Bengal is a culturally diverse State which is known to celebrate various rituals throughout the year. ‘Gajon’ being one such ritual is absolutely worth documenting for its many unique practises, some of which can easily be deemed as primitive in modern times.
The event is celebrated every year among the villages across Burdwan district during the last few days of the Bengali calendar month of Chaitra. Gajon derives its name from ‘Ga’ meaning village and ‘Jon’ meaning folk. Hence it is a folk ritual for the common people. Although the exact theory behind the origin of this ritual is unknown, there are two beliefs that presently exist. Firstly, it is believed that the event was triggered by few Buddhist monks who took shelter in Bengal. They got themselves converted into Brahmins and worshipped ‘Dharmathakur’ an alternate form of Lord Buddha which named the ritual as Dharma Gajon. Secondly, Gajon is considered to be the celebration of the marriage union of Lord Shiva with Harakali. Shiva is worshipped in the form of a Stone Linga where as Harakali symbolises mother nature. Just as the male reproductive organ (Linga) fertilises the female to create a new life their sacred union is considered to be fruitful for the farmers who make a living out of crop harvesting. The rituals are performed by the village folks to appease mother nature to bless them for prosperity. Thus the ritual is alternatively called Shiva Gajon. Coming to the rituals there are an array of them including face and body painting and some of the harsh one’s that include face and body piercing and the fire ritual. There is no gender restriction on the participants undertaking the ritual.

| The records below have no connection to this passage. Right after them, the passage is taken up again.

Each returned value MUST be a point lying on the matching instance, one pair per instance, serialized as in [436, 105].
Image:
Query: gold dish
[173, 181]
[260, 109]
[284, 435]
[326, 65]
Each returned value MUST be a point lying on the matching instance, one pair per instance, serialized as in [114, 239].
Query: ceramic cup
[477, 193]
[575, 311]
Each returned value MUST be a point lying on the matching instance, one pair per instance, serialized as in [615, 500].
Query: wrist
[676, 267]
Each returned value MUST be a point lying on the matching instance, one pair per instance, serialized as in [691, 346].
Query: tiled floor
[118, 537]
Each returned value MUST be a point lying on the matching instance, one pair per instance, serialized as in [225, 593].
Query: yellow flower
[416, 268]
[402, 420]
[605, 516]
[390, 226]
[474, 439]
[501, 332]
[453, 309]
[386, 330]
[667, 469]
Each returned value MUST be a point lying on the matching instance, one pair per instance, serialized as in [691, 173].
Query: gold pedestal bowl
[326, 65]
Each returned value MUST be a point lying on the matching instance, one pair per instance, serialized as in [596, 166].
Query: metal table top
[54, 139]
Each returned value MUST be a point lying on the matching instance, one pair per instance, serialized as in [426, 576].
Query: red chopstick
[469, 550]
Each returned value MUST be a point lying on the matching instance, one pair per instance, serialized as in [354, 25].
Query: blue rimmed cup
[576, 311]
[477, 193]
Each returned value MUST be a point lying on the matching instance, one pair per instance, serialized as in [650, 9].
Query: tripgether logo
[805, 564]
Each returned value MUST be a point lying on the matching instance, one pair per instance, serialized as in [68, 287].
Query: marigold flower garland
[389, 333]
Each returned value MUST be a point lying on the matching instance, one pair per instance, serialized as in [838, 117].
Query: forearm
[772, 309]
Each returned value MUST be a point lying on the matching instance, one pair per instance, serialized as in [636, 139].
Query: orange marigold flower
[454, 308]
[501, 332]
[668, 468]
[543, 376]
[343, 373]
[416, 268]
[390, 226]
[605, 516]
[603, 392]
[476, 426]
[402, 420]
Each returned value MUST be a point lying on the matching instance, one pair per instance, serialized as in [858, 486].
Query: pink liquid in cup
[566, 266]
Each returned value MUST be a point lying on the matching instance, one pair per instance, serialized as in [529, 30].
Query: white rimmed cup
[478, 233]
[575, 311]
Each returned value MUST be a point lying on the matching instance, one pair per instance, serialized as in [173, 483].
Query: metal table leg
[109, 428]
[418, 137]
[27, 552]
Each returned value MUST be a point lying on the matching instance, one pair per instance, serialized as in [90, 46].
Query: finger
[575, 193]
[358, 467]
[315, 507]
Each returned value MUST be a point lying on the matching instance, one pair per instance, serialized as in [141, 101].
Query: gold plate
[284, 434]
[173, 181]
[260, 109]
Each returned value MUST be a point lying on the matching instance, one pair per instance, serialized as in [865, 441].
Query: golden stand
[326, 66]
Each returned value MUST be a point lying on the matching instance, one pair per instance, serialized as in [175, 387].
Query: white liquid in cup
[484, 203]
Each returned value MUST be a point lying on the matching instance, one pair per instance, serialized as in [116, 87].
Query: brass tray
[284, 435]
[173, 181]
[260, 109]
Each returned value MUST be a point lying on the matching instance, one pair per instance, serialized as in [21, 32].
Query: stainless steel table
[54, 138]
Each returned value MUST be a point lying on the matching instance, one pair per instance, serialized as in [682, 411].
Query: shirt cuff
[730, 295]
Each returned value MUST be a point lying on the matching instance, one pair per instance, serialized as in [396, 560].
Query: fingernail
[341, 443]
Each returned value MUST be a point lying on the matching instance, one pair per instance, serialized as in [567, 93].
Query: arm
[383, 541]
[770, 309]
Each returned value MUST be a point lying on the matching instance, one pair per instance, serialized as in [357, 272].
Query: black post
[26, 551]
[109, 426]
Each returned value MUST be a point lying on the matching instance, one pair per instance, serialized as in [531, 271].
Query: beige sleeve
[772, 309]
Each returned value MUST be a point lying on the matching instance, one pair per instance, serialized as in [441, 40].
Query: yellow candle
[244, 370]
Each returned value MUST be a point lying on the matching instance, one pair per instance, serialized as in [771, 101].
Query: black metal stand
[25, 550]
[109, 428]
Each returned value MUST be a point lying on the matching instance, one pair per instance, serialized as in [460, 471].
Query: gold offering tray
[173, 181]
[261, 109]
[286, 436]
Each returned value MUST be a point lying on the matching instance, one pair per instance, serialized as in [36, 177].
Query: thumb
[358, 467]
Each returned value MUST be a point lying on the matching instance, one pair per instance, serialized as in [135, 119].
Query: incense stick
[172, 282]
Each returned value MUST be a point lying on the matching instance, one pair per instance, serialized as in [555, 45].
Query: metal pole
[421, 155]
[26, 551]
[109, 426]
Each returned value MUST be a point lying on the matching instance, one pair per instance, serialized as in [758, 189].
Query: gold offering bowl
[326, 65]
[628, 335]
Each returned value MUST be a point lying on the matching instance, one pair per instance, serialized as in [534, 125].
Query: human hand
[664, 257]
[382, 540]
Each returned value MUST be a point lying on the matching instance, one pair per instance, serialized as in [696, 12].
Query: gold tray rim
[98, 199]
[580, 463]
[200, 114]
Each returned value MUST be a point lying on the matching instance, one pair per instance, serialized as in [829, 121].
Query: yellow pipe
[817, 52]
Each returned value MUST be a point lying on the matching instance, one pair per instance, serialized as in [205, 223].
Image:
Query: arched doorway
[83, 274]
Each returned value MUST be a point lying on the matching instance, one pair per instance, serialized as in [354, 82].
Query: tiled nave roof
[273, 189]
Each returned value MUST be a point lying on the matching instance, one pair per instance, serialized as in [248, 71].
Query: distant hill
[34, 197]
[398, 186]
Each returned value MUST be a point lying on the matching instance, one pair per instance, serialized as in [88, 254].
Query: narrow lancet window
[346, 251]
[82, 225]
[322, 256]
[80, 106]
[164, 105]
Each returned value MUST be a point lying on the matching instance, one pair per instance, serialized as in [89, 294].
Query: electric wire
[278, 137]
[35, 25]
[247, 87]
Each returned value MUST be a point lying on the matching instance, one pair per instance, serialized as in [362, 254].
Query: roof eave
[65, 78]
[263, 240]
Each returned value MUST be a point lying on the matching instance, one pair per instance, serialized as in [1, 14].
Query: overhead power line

They are commonly known as Bhoktos or Gajon Sanyasis. However, the piercing ritual is mainly executed by the males. They are believed to derive pleasure from the pain through piercing in a non sexual manner to match the pain a woman bears when delivering a baby. One other ritual involves dancing with the carcass of new-born’s and severed heads obtained from nearby burial grounds. These are highly primitive practises and illegal yet they still continue to exist and can be quite a gory sight for the weak hearted. The last day of Chaitra is for Charak Puja. The primary objective is to worship the trunk of the Charak tree which is believed to be the abode of ‘Ardhnariswar’ a deity who is half male and half female. The truck which is obtained from the river bank is around 30 to 40 feet tall with no roots and branches. It is cleaned thoroughly before erecting it placing one end inside a ditch dug on the ground. The top has bamboo sticks with ropes mounted. The devotees generally pierce their backs using needles and then suspend themselves mid air onto the dangling ropes. Some of them are seen to carry infants in their hands while performing this ritual as it is believed to protect them from ill health. Post completion of the ritual the tree trunk is immersed back into the river from where it was obtained. It is believed that the trunk would float back again to the same spot where it was immersed.